English is the controlling language of this page. To the extent there is any conflict between the English text and the translation, English controls.

Clicking on the translation link activates a free translation service to convert the page to Spanish. As with any Internet translation, the conversion is not context-sensitive and may not translate the text to its original meaning. NC State Extension does not guarantee the accuracy of the translated text. Please note that some applications and/or services may not function as expected when translated.

Collapse ▲

Mulch in Truck Bed, What is in Mulch, What is the Purpose of Mulch, Mulch Near Me, Facts About MulchThere are several decay organisms that will live and thrive in the hardwood mulch in your garden. Mushrooms are common, including stinkhorn fungus. Some mushrooms can be poisonous to children and pets. The stinkhorn will often emerge in fall or after spring rains and can emit a foul-smelling odor. Mushrooms are natural, decomposing organisms that feed on and break down the woody mulch and are just considered to be a nuisance.

Another nuisance that can also appear on hardwood mulch during warm, moist conditions is slime mold. Slime mold is not a fungus or a mold.
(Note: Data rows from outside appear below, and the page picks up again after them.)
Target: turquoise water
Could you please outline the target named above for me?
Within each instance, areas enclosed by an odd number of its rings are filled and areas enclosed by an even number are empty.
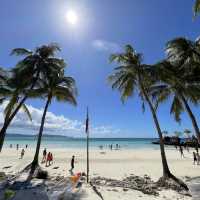
[[[99,148],[102,145],[104,148],[108,148],[109,145],[116,147],[116,144],[120,145],[120,148],[125,149],[138,149],[138,148],[156,148],[157,145],[153,145],[152,138],[92,138],[90,139],[91,148]],[[35,147],[37,142],[37,136],[26,135],[7,135],[5,140],[5,147],[9,147],[10,144],[20,147],[24,147],[28,144],[29,147]],[[63,136],[43,136],[43,147],[51,148],[85,148],[85,138],[68,138]]]

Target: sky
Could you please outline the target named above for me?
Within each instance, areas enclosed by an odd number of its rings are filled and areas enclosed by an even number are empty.
[[[115,64],[109,56],[131,44],[153,64],[165,57],[168,40],[199,36],[200,19],[192,19],[192,0],[1,0],[0,66],[11,68],[21,59],[10,56],[13,48],[34,49],[57,42],[66,60],[66,75],[78,87],[77,107],[53,101],[47,114],[45,133],[84,137],[86,107],[89,106],[91,137],[157,137],[151,113],[142,112],[137,94],[122,104],[118,91],[107,82]],[[77,14],[76,25],[66,20]],[[28,77],[27,77],[28,78]],[[6,103],[6,102],[5,102]],[[158,109],[161,129],[170,133],[192,129],[186,113],[181,124],[170,116],[170,101]],[[16,116],[9,133],[37,134],[44,100],[28,100],[33,115]],[[3,109],[0,105],[0,123]],[[199,107],[191,105],[200,121]]]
It is actually a single-celled soil dwelling amoeba that takes its moisture from the air and nutrients from what it is living on. It can vary in color from white to yellow or orange and is commonly called dog- or cat-vomit fungus as it resembles stomach contents. As conditions become dry the organism progresses in color to a dark brown powdery mass from which reproductive spores are released. Mushrooms, and stinkhorns can be bagged for the trash and slime molds can be managed by simply raking it into the mulch or by scooping it up & bagging for the trash.

Artillery or shotgun fungus is to me the most interesting fungus that works at decomposition of hardwood mulch. There is one that is called bird’s-nest fungus because it resembles tiny bird’s nests with what looks like eggs in them which are actually spore packets. The spore packets are 1/10” in diameter or smaller, are usually black in color and are forcefully ejected up to 10’. The spore packets are very sticky and can stick to any surface including plants, cars, and the siding of your house. They are very difficult to remove. To avoid damage to cars and houses do not use mulches that contain cellulose (wood). Use pure bark mulches, especially pine, or if you may have hardwood mulch already in place, cover it with pine needles or leaf mulch.